On Wed, Apr 11, 2018 at 01:03:59PM +0100, Robin Murphy wrote: > On 10/04/18 21:59, Sinan Kaya wrote: >> Code is expecing to observe the same number of buffers returned from >> dma_map_sg() function compared to sg_alloc_table_from_pages(). This >> doesn't hold true universally especially for systems with IOMMU. > > So why not fix said code? It's clearly not a real hardware limitation, and > the map_sg() APIs have potentially returned fewer than nents since forever, > so there's really no excuse. Yes, relying on dma_map_sg returning the same number of entries as passed it is completely bogus. >> IOMMU driver tries to combine buffers into a single DMA address as much >> as it can. The right thing is to tell the DMA layer how much combining >> IOMMU can do. > > Disagree; this is a dodgy hack, since you'll now end up passing > scatterlists into dma_map_sg() which already violate max_seg_size to begin > with, and I think a conscientious DMA API implementation would be at rights > to fail the mapping for that reason (I know arm64 happens not to, but that > was a deliberate design decision to make my life easier at the time). Agreed.
Am 12.04.2018 um 08:26 schrieb Christoph Hellwig: > On Wed, Apr 11, 2018 at 01:03:59PM +0100, Robin Murphy wrote: >> On 10/04/18 21:59, Sinan Kaya wrote: >>> Code is expecing to observe the same number of buffers returned from >>> dma_map_sg() function compared to sg_alloc_table_from_pages(). This >>> doesn't hold true universally especially for systems with IOMMU. >> So why not fix said code? It's clearly not a real hardware limitation, and >> the map_sg() APIs have potentially returned fewer than nents since forever, >> so there's really no excuse. > Yes, relying on dma_map_sg returning the same number of entries as passed > it is completely bogus.
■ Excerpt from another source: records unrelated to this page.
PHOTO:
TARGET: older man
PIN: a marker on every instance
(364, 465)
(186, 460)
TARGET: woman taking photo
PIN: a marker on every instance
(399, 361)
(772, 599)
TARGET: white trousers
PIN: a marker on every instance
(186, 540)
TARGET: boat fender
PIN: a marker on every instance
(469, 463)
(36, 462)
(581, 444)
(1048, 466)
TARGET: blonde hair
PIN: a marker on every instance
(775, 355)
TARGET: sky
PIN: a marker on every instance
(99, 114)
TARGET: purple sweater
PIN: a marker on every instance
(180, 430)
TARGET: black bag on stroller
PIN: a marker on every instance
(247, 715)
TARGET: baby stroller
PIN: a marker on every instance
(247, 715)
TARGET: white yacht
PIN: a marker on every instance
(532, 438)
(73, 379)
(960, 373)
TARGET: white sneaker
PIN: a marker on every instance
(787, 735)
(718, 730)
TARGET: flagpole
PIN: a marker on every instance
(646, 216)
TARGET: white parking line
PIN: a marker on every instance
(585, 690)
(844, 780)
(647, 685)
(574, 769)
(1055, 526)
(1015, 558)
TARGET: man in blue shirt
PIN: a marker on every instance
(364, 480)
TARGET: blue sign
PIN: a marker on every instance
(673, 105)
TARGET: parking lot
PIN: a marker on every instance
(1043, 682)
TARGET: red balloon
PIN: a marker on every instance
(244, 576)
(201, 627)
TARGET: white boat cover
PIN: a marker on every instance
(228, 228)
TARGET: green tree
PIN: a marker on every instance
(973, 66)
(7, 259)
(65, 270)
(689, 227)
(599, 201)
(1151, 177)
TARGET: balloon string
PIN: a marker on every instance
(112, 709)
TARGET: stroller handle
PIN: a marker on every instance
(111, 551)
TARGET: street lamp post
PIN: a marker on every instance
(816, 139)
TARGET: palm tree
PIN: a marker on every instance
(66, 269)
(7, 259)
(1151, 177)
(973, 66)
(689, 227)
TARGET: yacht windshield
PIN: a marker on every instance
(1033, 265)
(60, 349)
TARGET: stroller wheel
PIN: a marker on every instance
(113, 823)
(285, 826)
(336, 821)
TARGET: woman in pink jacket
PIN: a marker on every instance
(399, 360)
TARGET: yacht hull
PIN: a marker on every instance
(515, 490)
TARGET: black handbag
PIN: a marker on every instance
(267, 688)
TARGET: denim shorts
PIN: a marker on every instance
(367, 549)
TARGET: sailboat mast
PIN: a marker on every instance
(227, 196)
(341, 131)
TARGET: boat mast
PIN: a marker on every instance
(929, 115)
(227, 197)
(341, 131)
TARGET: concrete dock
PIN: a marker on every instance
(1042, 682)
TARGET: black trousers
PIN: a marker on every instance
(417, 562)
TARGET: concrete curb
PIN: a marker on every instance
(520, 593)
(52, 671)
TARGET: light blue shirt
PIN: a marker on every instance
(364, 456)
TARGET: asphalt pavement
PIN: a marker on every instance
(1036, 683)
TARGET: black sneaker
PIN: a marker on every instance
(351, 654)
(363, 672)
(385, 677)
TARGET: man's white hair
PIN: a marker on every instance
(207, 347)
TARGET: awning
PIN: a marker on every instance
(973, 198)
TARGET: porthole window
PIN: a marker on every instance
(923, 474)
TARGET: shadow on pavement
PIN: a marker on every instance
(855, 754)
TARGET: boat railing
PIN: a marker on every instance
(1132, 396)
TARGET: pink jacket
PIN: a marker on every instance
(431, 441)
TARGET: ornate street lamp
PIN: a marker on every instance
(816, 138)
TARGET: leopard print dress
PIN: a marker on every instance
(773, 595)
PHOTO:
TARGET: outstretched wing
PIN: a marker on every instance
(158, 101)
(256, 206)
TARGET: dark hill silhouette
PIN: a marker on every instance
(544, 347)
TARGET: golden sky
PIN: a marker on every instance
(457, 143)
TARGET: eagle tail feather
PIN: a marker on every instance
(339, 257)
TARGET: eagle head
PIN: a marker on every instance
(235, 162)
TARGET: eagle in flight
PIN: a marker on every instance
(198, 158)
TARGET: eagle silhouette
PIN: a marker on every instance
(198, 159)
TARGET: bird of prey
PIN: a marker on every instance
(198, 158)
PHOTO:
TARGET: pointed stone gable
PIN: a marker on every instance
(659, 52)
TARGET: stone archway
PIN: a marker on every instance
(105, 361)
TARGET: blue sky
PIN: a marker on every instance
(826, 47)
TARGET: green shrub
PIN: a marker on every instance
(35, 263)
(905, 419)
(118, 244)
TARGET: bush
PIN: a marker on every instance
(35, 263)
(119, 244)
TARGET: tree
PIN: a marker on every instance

I agree that the common DRM functions should be able to deal with both, but we should let the driver side decide if it wants multiple addresses combined or not. > >>> IOMMU driver tries to combine buffers into a single DMA address as much >>> as it can. The right thing is to tell the DMA layer how much combining >>> IOMMU can do. >> Disagree; this is a dodgy hack, since you'll now end up passing >> scatterlists into dma_map_sg() which already violate max_seg_size to begin >> with, and I think a conscientious DMA API implementation would be at rights >> to fail the mapping for that reason (I know arm64 happens not to, but that >> was a deliberate design decision to make my life easier at the time). > Agreed. Sounds like my understanding of max_seg_size is incorrect, what exactly should that describe? Thanks, Christian.
On 12/04/18 10:42, Christian König wrote: > Am 12.04.2018 um 08:26 schrieb Christoph Hellwig: >> On Wed, Apr 11, 2018 at 01:03:59PM +0100, Robin Murphy wrote: >>> On 10/04/18 21:59, Sinan Kaya wrote: >>>> Code is expecing to observe the same number of buffers returned from >>>> dma_map_sg() function compared to sg_alloc_table_from_pages(). This >>>> doesn't hold true universally especially for systems with IOMMU. >>> So why not fix said code? It's clearly not a real hardware >>> limitation, and >>> the map_sg() APIs have potentially returned fewer than nents since >>> forever, >>> so there's really no excuse. >> Yes, relying on dma_map_sg returning the same number of entries as passed >> it is completely bogus. > > I agree that the common DRM functions should be able to deal with both, > but we should let the driver side decide if it wants multiple addresses > combined or not. > >> >>>> IOMMU driver tries to combine buffers into a single DMA address as much >>>> as it can. The right thing is to tell the DMA layer how much combining >>>> IOMMU can do. >>> Disagree; this is a dodgy hack, since you'll now end up passing >>> scatterlists into dma_map_sg() which already violate max_seg_size to >>> begin >>> with, and I think a conscientious DMA API implementation would be at >>> rights >>> to fail the mapping for that reason (I know arm64 happens not to, but >>> that >>> was a deliberate design decision to make my life easier at the time). >> Agreed. > > Sounds like my understanding of max_seg_size is incorrect, what exactly > should that describe? The segment size and boundary mask are there to represent a device's hardware scatter-gather capabilities - a lot of things have limits on the size and alignment of the data pointed to by a single descriptor (e.g. an xHCI TRB, where the data buffer must not cross a 64KB boundary) - although they can also be relevant to non-scatter-gather devices if they just have limits on how big/aligned a single DMA transfer can be. Robin.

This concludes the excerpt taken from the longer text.